When selfishness is bad
One of Governor Cuomo’s orders is: “Sick individuals should not leave their home unless to receive medical care and only after a telehealth visit to determine if leaving the home is in the best interest of their health.”
Miwa told me about a friend of hers I’ll call Dan who practices medicine in her town. A few days ago, Miwa went out for a walk and saw Dan coming toward her. He was carrying a couple of bags of groceries, looking pale and sniffling.
“Don’t worry,” he told Miwa. “I don’t have the new coronavirus.”
“Have you been tested?” she asked.
“Don’t need one,” he replied in a raspy voice. “Don’t have the symptoms. It’s just a nasty, garden-variety cold.” Then he walked on.
Miwa likes Dan. She told me he has visited other countries to provide health care for people who need it and can’t afford it. He has done the same in upstate New York. Miwa says is a kind and gentle person.
But Dan was being selfish in the worst possible way. By disregarding a state mandate to stay home, Dan put others and himself at risk. Was he in denial? Did he believe that being a health care professional somehow confers immunity to illness?

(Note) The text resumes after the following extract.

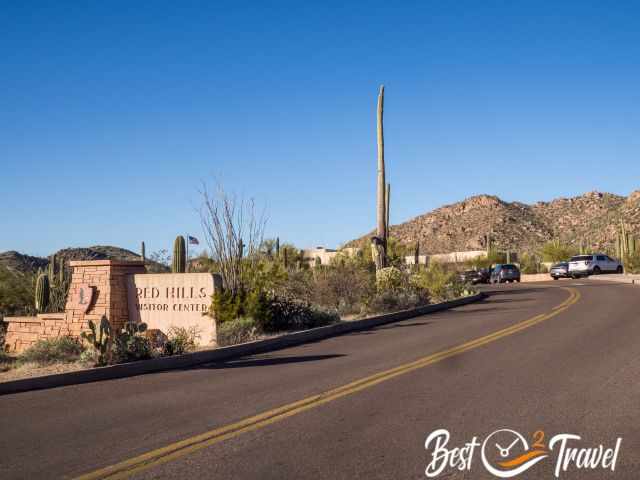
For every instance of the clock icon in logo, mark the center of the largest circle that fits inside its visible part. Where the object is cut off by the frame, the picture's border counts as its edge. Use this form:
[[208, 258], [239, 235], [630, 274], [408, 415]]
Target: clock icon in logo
[[506, 453]]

Whatever caused Dan to go out in the world with what he believes was a bad cold, he was acting with a stunning lack of awareness and ethical intelligence. Without being tested, Dan can’t know for sure that he hasn’t been infected by COVID-19. His work places him at higher risk. By focusing primarily on himself in this situation at this time, Dan’s selfishness is disturbing and wrong.
Last week the great country and pop artist Kenny Rogers died. The chorus of his best-known song, The Gambler (written by Don Schlitz), is the takeaway from this column:
You got to know when to hold ‘em
Know when to fold ‘em
Know when to walk away
Know when to run
This is what Aristotle called phronesis or practical wisdom. A lot of times it’s difficult to know when to hold ‘em or when to fold ‘em. During the COVID-19 pandemic, however, there are some simple choices to make that are quite easy, and they both involve selfishness.
Miwa is selfish in the best possible way. It enriches her and does not harm others. Dan’s selfishness jeopardizes the public health, even if he does not have bad intentions.
We haven’t seen the worst of the pandemic yet. Our society and our own well being depend upon each of us being selfish only in the right way now.